While cash flow can come from bond interest or interest from other types of investments, income investors hone in on dividends. A dividend is that coveted distribution of a company's earnings paid out to shareholders, and investors often view it by its dividend yield, a metric that measures the dividend as a percent of the current stock price. Many academic studies show that dividends make up large portions of long-term returns, and in many cases, dividend contributions surpass one-third of total returns.
PPL in Focus
Based in Allentown, PPL (PPL - Free Report) is in the Utilities sector, and so far this year, shares have seen a price change of -7.14%. The energy and utility holding company is currently shelling out a dividend of $0.41 per share, with a dividend yield of 5.71%. This compares to the Utility - Electric Power industry's yield of 3.24% and the S&P 500's yield of 1.8%.
Looking at dividend growth, the company's current annualized dividend of $1.64 is up 3.8% from last year.
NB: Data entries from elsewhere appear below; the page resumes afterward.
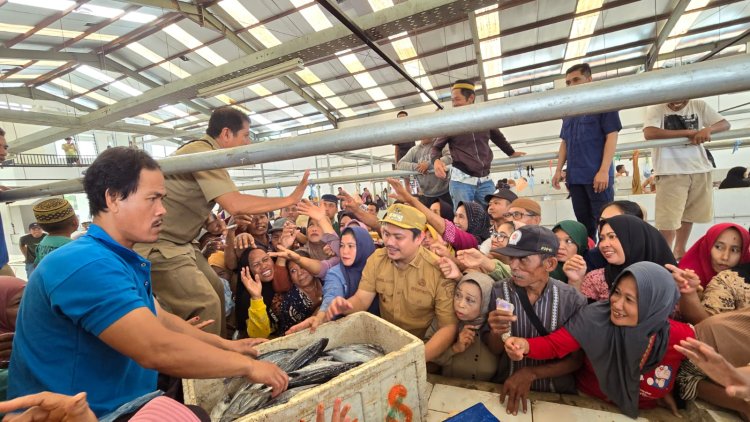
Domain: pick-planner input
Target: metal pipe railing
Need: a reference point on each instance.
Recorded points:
(724, 75)
(723, 139)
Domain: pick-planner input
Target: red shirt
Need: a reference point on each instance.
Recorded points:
(655, 384)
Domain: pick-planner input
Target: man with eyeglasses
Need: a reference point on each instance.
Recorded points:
(540, 305)
(525, 211)
(498, 205)
(182, 279)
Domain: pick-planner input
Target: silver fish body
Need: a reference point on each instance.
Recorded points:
(303, 356)
(356, 353)
(287, 395)
(318, 373)
(276, 356)
(247, 400)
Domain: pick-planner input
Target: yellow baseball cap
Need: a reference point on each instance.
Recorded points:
(404, 216)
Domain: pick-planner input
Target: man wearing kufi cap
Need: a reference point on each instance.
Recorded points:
(407, 281)
(470, 177)
(57, 218)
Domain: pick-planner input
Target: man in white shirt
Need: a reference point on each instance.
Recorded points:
(683, 172)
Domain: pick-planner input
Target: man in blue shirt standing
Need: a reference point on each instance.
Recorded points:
(4, 258)
(88, 320)
(588, 146)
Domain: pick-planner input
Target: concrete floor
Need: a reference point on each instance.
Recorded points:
(449, 396)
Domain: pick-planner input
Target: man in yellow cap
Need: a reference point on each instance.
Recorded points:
(406, 280)
(470, 177)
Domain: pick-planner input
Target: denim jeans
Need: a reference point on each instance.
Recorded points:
(29, 269)
(462, 192)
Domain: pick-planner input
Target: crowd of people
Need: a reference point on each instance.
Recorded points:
(180, 276)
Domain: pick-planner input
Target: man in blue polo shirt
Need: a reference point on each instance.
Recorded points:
(588, 146)
(88, 320)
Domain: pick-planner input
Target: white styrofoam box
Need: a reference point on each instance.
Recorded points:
(546, 411)
(365, 388)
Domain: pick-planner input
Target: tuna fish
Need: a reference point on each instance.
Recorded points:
(318, 373)
(230, 387)
(276, 356)
(287, 395)
(303, 356)
(356, 353)
(247, 400)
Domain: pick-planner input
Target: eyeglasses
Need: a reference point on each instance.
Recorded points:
(517, 215)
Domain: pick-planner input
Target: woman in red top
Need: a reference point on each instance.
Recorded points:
(628, 340)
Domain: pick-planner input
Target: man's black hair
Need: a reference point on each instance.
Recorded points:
(627, 207)
(226, 117)
(464, 91)
(584, 68)
(115, 172)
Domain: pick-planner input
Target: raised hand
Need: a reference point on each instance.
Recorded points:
(399, 191)
(466, 338)
(337, 307)
(449, 268)
(299, 191)
(316, 212)
(516, 347)
(252, 284)
(687, 280)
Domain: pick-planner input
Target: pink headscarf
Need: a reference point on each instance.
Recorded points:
(698, 257)
(9, 287)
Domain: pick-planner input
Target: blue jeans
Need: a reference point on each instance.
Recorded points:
(29, 269)
(462, 192)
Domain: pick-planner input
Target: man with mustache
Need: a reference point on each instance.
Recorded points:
(549, 304)
(407, 281)
(183, 281)
(88, 321)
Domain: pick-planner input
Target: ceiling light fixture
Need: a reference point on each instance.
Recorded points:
(258, 76)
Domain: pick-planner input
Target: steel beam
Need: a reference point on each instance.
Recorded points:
(677, 11)
(720, 76)
(72, 123)
(388, 21)
(38, 94)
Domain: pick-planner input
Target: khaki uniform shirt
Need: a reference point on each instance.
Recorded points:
(189, 201)
(410, 298)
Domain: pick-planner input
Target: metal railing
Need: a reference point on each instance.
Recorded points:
(47, 160)
(720, 76)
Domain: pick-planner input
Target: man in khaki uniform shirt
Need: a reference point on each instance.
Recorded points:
(408, 282)
(183, 282)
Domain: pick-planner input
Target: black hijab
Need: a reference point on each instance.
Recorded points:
(615, 352)
(735, 179)
(640, 241)
(479, 221)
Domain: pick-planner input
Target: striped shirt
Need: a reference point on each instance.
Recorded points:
(557, 303)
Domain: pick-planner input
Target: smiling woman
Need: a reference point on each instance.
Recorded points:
(628, 340)
(623, 240)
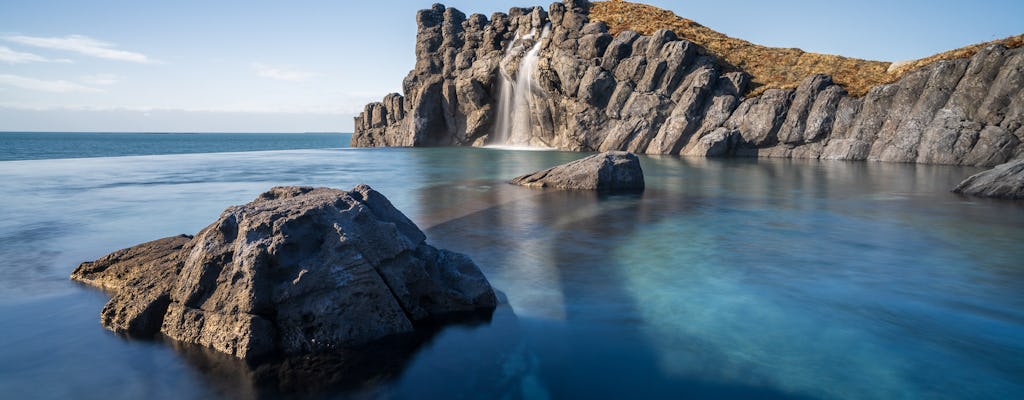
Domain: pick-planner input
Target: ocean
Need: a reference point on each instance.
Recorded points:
(725, 278)
(48, 145)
PPL has increased its dividend 4 times on a year-over-year basis over the last 5 years for an average annual increase of 2.13%. Future dividend growth will depend on earnings growth as well as payout ratio, which is the proportion of a company's annual earnings per share that it pays out as a dividend. Right now, PPL's payout ratio is 68%, which means it paid out 68% of its trailing 12-month EPS as dividend.
PPL is expecting earnings to expand this fiscal year as well. The Zacks Consensus Estimate for 2018 is $2.34 per share, which represents a year-over-year growth rate of 4%.
Bottom Line
Investors like dividends for many reasons; they greatly improve stock investing profits, decrease overall portfolio risk, and carry tax advantages, among others. It's important to keep in mind that not all companies provide a quarterly payout.
Big, established firms that have more secure profits are often seen as the best dividend options, but it's fairly uncommon to see high-growth businesses or tech start-ups offer their stockholders a dividend. During periods of rising interest rates, income investors must be mindful that high-yielding stocks tend to struggle. With that in mind, PPL presents a compelling investment opportunity; it's not only an attractive dividend play, but the stock also boasts a strong Zacks Rank of #2 (Buy).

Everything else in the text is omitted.